3.3 Choosing a deconvolution model

Seven deconvolution models are available. All models minimise the reconstruction loss ‖Y − ΠX‖² with different regularisation strategies. Benchmarking was performed on 320 synthetic pseudo-bulk replicates (P7 tumour, 4 purity levels × 4 sample counts × 20 seeds, max tree depth = 5, K = 8 clones).

Model selection quick-reference:

Scenario Recommended model Why
Default — matched normal sample available elastic_net (λ=0.01) Best synthetic F1 (0.347) and Sensitivity (0.368).
With-normal, if interpretability favoured tree_delta (λ=0.05) Nearly-tied F1 (0.339) with an explicit tree-structured prior; also strongest on with_extnorm.
With-normal, prioritise precision / low-FDR adaptive (λ=0.50) Highest MCC in with_normal (0.248).
Tumor-only (no normal reference) adaptive_v2 (λ=0.50) Best F1 (0.348), Sensitivity (0.360), MCC (0.256).
External (population-average) normal only tree_delta (λ=0.05) Best F1 (0.293) and Sensitivity (0.276).
Highest absolute expression recovery (Pearson r) plain (λ=0.10) Top star-topology Pearson r (0.942) among 7 models.

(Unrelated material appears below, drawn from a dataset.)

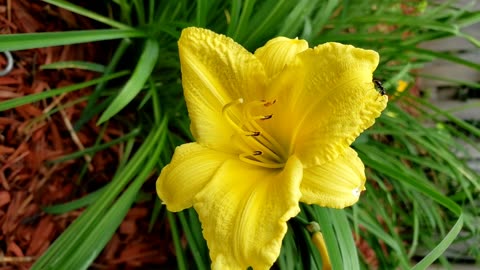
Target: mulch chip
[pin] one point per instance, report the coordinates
(30, 140)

λ selection guidance: - The star-best λ values above are derived from the benchmarking study and are topology-agnostic (selected on a star topology to avoid over-fitting to a known tree). - If you have a matched normal sample, use model = "elastic_net", lambda = 0.01; for interpretability prefer model = "tree_delta", lambda = 0.05. - If no normal is available, use model = "adaptive_v2", lambda = 0.50. - fused_ew and elastic_net require lambda > 0; they will error at lambda = 0. - The cost of using star-best λ versus true-tree-best λ is at most ≈0.008 in Pearson r across all models.

5. Output files

File name Description
mcf.csv estimated MCF for each cluster in each sample
clusterAssign.csv cluster assignment of each SSM/CNA to each cluster
CN_results.csv estimation of the integer and major copy number of CNAs
tree.csv the tree with the highest score; all trees with tied highest score is available under all_trees directory.
subclone_proportion.csv estimated proportion of each cluster in each sample
purity.csv estimated purity for each sample, based on the tree structure
tree.png the image of a tree with the best score
upsetR.png the mutation profiles between samples; only available if number of samples is bigger than 1.
mcf.png the MCF chain trace from JAGS
mutationClusterAssign.csv table of all mutations information in all samples
clone_expression.csv clone level gene expression for each clone
GSEA directory contains all files from GSEA analysis

6. Additional file format

6.1 treeFile

A CSV file describing the tumor evolution tree used by the functions runDeconvolution() and runGSEA().

edge parent child
root->1 root 1
1->2 1 2

6.2 proportionFile

A CSV file of subclone proportions used by runDeconvolution(). Each row corresponds to a clone, and each column to a sample.

sample1 sample2
1 0.12 0.30
2 0.82 0.70

6.3 purityFile

A CSV file of tumor purity used by runDeconvolution().

sample1 sample2
0.70 0.50

6.4 driverFile

A CSV file that contains driver mutation information used for plotting by runPictograph().
If you use this file, ensure that the corresponding mutation file follows the format gene_extraInformation, where gene is the actual gene name. The gene_type column can be oncogene or tumor_suppressor (leave blank if unknown).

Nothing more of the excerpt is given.